Our paraders begin at the cemetary, sometimes visiting a loved one’s grave, transforming their heartfelt sentiment – and march up the street playing and dancing to polyrhythmic musics, providing joy for countless others. Who are they? Squires dance alongside some teenage Ninjas, both real and imaginary. Yet, through all these seeming disparities, our veterans of Gulf Wars, European, African and Middle Eastern immigrants, all generate particular insights for their own groups along the route; identifying real and perceived elements of Yoruban, Catalan, Cantonese, Fillipino, Syrian and Georgian narratives (gestures, spatial incongruities, aesthetic burst, déjà vu, etc) in our syncretic Carnival forms.

I, for instance, have experienced the Hugga Bunch troupe, and most recenty Gypsies transform real-life commemorative tragedies into completely fictive experiences – passages of sequinned and plumed movement – as excerpts from say, Wilson Harris’ novel, The Palace of the Peacock. I have felt the aural intensity of say, The Rising Stars Steel Orchestra, transforming a tiresome crowd into the vortex of Earl Lovelace’s novel, The Dragon Can’t Dance. And there are particular crossroads where these fictive narratives are performed, over many generations! Again, I have experienced this powerful agency of fraternal kinship, at the Lincoln Elementary School’s wall - where the first steel bands paused in the early 1920s, taking in part of the first St. Thomas carnival.

These first "steeelbands", Casa Blanca, and Hell’s Gate steelbands paused in the middle of some musical interlude, resolving at this very Lincoln School (now Antonio Jarvis Elementary School) corner.

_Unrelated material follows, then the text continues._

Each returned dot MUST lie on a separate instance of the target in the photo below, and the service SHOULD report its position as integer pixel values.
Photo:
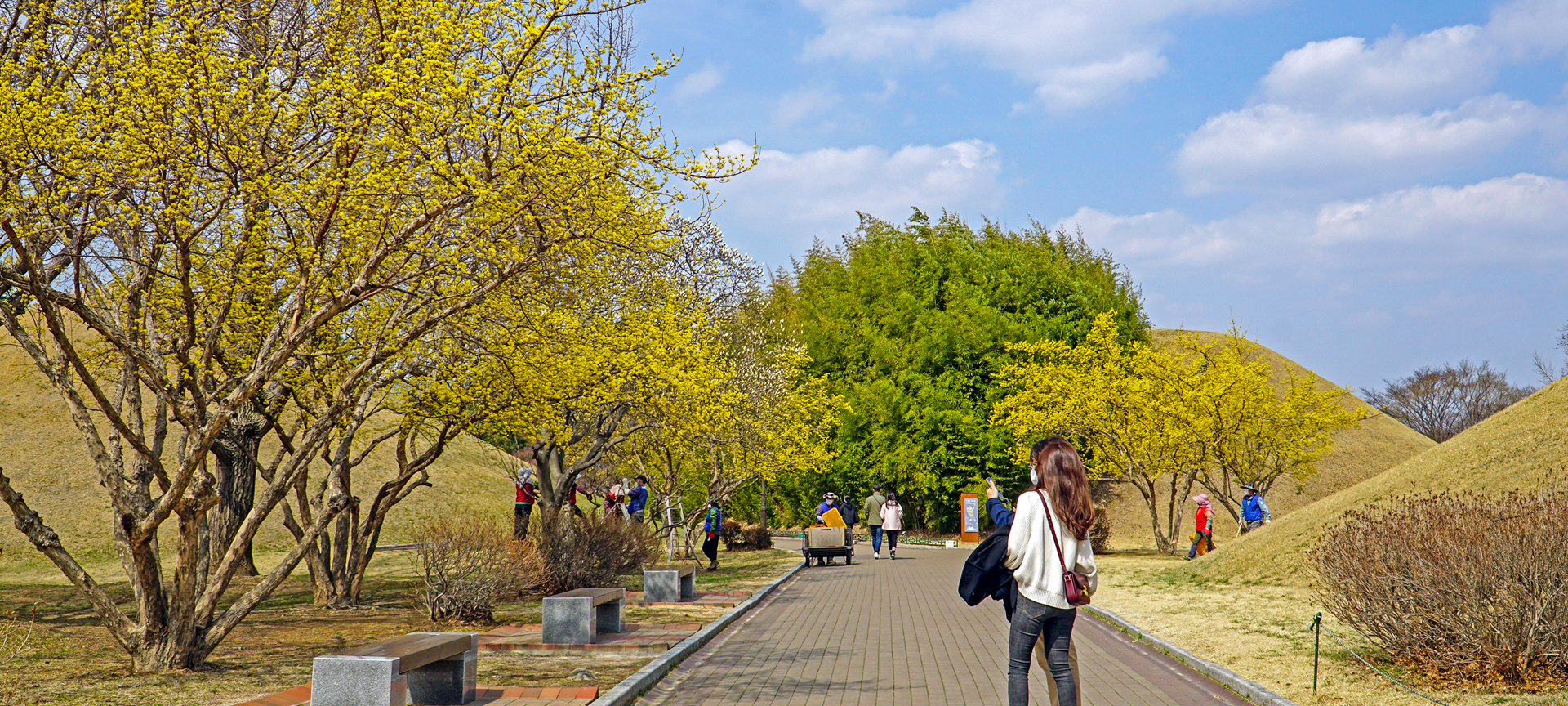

Why? Because this was perceived as an idealized boundary, a network of ascending steps, side-winding alleyways and descending gullys. Here, at a place named after Abraham Lincoln, these band's rhythms stopped; posting their musical energies by returning in "island friendship" – over the span of some years later and teaching the first steelband melodies and techniques to the native students of these islands. Out of this muscial nativity came doctors, governors, scholars and bishops.

WW: The ACASA website reveals some high-powered Multi-media presentations and papers will be delivered against the backdrop of our Carnival.  Could this be this possibility of a new "nativity" of engagement?

EL: Absolutely This is a new kind of commentary within our Carnival Time. Fresh scholarly discourse and commentary will be generated, and may well be recorded as a part of the 21st century's modern Carnival traditions. No doubt, there will be some fairly vigorous matters raised by these ACASA scholars. Generating a triennial at this time, can illuminate, define and even transform conventional tools of research and perceptions. One scholar, for instance, will examine how Caribbean artists - living outside their communities - participate, and impact on these various Caribbean festival conventions and forms.

WW: What is your participation in the 12th ACASA Triennial, and how does it impact on the Carnival?

EL: I opted to produce this play – a masquerade play – on stage. Its forms may well subvert conventional Carnival masquerade discourse. We are sponsoring a young dance troupe with our traditional musicians in the carnival’s Adult Parade, What may be proven as exportable – be it social principles of the masquerade tradition, or the transformation of esthetic elements, levels of discourse may be distant and elusive dynamics which our university’s cultural students, may help determine. For instance, they may detect levels of a more venerable debating tradition. They may also detect a sense of the elusive ‘authorship’ which musicians, and calypsonians share--not to mention this masquerade play produced during our elusive "Carnival Time". They may hear verse that heightens their appreciation for the rising voices of their new poets – three come to mind: Habib Tiwoni from St. Thomas, living in New York; his last volume, Islands of My Mind. But, there is also David Weeks from St. Croix, surviving cerebral palsy, who lives in Maryland; his latest volume is called Ancient Traditions. And, there is Rudy Wallace, whose poem, Lady with the Red Dress, was recently anthologized in One Hundred Best Poems of North Carolina, and now Leon Symister, with his volume, From the Depths of My Soul.